Forgive the comparisons, Mr. Trenholme. Of course, the style is your own, but one uses the names of accepted masters largely as adjectives to explain one's meaning. You are a true impressionist. You paint Nature as you see her, not as she is, yet your technique is superb and your observation just. For instance, every shadow in this lovely drawing shows that the hour was about eight o'clock. But, in painting figures, I have no doubt you sink the impressionist in the realist....

The other sketch, please."

"The other sketch is a mere color note for future guidance," said Trenholme offhandedly.

"It happens also to be a recognizable portrait of Miss Sylvia Manning.

I'm sorry, but I must see it."

"Suppose I refuse?"

"It will be obtained by other methods than a polite request."

"I'm afraid I shall have to run the risk."

"No, you won't." And the detective's tone became eminently friendly.

"You'll just produce it within the next half minute. You are not the sort of man who would care to drag a lady's name into a police-court wrangle, which can be the only outcome of present stubbornness on your part. I know you were hidden among those cedars between, say, eight o'clock and half past nine. I know that Miss Manning bathed in a lake well within your view. I know, too, that you sketched her, because I saw the canvas a moment ago--an oil, not a water color. These things may or may not be relevant to an inquiry into a crime, but they will certainly loom large in the public mind if the police have to explain why they needed a warrant to search your apartments."

Furneaux had gauged the artistic temperament accurately. Without another word of protest Trenholme placed the disputed canvas on the easel.

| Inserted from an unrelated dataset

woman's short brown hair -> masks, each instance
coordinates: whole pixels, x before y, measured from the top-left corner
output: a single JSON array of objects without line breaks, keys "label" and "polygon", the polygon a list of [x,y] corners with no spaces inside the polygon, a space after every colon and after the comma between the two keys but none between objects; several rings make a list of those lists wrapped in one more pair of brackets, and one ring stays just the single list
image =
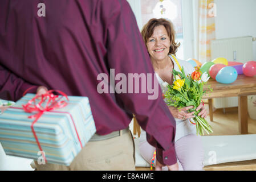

"Do you smoke?" inquired the detective suddenly.

"Yes. What the deuce has my smoking got to do with it?"

"I fancied that, perhaps, you might like to have a pipe while I examine this gem at leisure. One does not gabble the common-places of life when in the presence of the supreme in art. I find that a really fine picture induces a feeling of reverence, an emotion akin to the influence of a mountain range, or a dim cathedral. Pray burn incense.

I am almost tempted to regret being a non-smoker."

Trenholme had heard no man talk in that strain since last he sat outside the Cafe Margery and watched the stream of life flowing along the Grand Boulevard. Almost unconsciously he yielded to the spell of a familiar jargon, well knowing he had been inspired in every touch while striving frenziedly to give permanence to a fleeting vision. He filled his pipe, and surveyed the detective with a quickened interest.

Furneaux gazed long and earnestly.

"Perfect!" he murmured, after that rapt pause. "Such a portrait, too, without any apparent effort! Just compare the cold sunlight on the statue with the same light falling on wet skin. Of course, Mr.

Trenholme, you'll send this to the Salon. Burlington House finds satiety in Mayors and Masters of Fox Hounds."

"Good, isn't it?" agreed Trenholme. "What a cursed spite that it must be consumed in flame!"

"But why?" cried Furneaux, unfeignedly horrified.

"Dash it all, man, I can never copy it. And you wouldn't have me blazon that girl's face in a gallery after today's tragedy!"

The detective snapped his fingers.

"Poof!" he said. "I shall have Mr. Fenley's murderer hanged long before your picture is hung. London provides one front-rank tragedy a week, but not another such masterpiece in ten years. Burn it because of a sentiment! Perish the thought."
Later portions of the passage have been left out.